Nous n’avons pas gravi  jusqu’au lointain sommet,
L’aride Golgotha qui nous fut préparé.
Et nous allons de pair, toi et moi, pas à pas,
Dans cette contrée floue que tu ne connais pas.
Soleil de mon matin, tu n’es plus que la cendre
De ta vie consumée qui s’éteint sans m’attendre.
                                      …
Sous les grands arceaux nus de cette vieille église,
Marthoune reposait dans sa barque scellée.
Sur le point de partir, fallait-il qu’elle nous dise,
Lasse depuis longtemps des jours qui  s‘éternisent,
Vers quel rivage étrange  elle s’était embarquée.
Et nous, depuis le quai, au travers du brouillard,
Ne distinguons pas bien les lointains obscurcis,
Vers lesquels  à ton tour tu vas partir aussi,
Comme tout un chacun doit le faire tôt ou tard.
A la vie qui s’enfuit, tu tenais bien pourtant,
Et tu vas recueillant ça et là tournoyant,
Les reflets qu’il t’en reste dans ce vent ténébreux
Qui les prend et les jette et ne laisse rien d’eux.
La vie, la douce vie de jour en jour coulant,
Du matin jusqu’au soir, de l’hiver au printemps,
Le rire des enfants et les mots qu’on échange,
La fleur qui s’épanouit et le pain frais qu’on mange,
Et les oiseaux qui passent et les chats assoupis,
Les courses, le jardin, les repas entre amis,
De jour en jour coulant, le sable des instants
Est à présent compté.
Il en reste si peu
Que voici le dernier,
Celui qui mène à Dieu,
Et va nous séparer.

Il va nous séparer, mais pour bien peu de temps,
Sortons, ma chère maman, de l’église endeuillée.
Au dehors le mistral essorant les nuées
Nous lave un grand morceau d’azur étourdissant,
Où des constellations d’oiseaux avec lenteur
Filent leurs astres blancs dans sa claire rumeur.

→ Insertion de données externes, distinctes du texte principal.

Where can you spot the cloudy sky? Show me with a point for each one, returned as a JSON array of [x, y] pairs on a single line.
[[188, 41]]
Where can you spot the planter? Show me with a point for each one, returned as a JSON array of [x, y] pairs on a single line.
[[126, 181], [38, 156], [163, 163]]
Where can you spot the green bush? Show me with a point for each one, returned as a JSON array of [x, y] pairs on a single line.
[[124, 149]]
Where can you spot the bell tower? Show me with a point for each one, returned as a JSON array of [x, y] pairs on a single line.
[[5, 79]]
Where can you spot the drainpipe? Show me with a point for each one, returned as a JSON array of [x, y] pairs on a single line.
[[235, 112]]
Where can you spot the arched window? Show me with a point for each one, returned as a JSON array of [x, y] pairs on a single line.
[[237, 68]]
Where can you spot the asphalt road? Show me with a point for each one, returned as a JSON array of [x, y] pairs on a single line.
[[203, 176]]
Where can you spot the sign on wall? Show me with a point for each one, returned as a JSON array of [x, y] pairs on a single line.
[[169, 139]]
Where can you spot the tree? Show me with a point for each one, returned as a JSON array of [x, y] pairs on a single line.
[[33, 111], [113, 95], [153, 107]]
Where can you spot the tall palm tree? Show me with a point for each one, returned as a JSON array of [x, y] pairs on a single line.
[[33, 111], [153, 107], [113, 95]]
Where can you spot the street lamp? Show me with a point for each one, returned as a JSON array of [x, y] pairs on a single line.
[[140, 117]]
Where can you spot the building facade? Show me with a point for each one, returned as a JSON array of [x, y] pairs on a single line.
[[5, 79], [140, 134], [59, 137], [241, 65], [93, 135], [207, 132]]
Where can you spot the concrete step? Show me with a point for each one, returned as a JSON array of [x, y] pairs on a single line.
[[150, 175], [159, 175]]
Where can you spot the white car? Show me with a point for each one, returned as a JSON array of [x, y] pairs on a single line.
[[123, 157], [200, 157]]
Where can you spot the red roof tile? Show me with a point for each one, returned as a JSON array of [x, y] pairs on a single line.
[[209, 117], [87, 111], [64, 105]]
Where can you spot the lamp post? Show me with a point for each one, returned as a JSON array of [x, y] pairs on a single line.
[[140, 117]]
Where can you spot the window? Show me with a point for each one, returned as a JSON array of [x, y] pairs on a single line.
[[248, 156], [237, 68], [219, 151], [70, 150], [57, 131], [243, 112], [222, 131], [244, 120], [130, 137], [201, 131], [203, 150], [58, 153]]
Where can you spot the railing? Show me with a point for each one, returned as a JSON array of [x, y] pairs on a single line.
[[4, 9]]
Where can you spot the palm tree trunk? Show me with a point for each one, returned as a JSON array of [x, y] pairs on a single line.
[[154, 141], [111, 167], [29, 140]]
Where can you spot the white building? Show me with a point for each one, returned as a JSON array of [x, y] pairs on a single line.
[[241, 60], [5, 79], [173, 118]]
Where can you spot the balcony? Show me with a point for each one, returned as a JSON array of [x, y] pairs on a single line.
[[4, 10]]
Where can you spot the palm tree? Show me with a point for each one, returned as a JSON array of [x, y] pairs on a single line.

Comment croire à la mort devant le dais glorieux
Que déploie la lumière après ces funérailles,
 Devant la liturgie que célèbrent les cieux
Repoussant les vantaux de la froide grisaille?  
Ce sont là haut nos anges qui nous font ces grands gestes,
Tracés dans la splendeur du soir déjà doré,
Et c’est le courbe éclat de leur envol céleste
Qui  soulève nos âmes et  vient les consoler.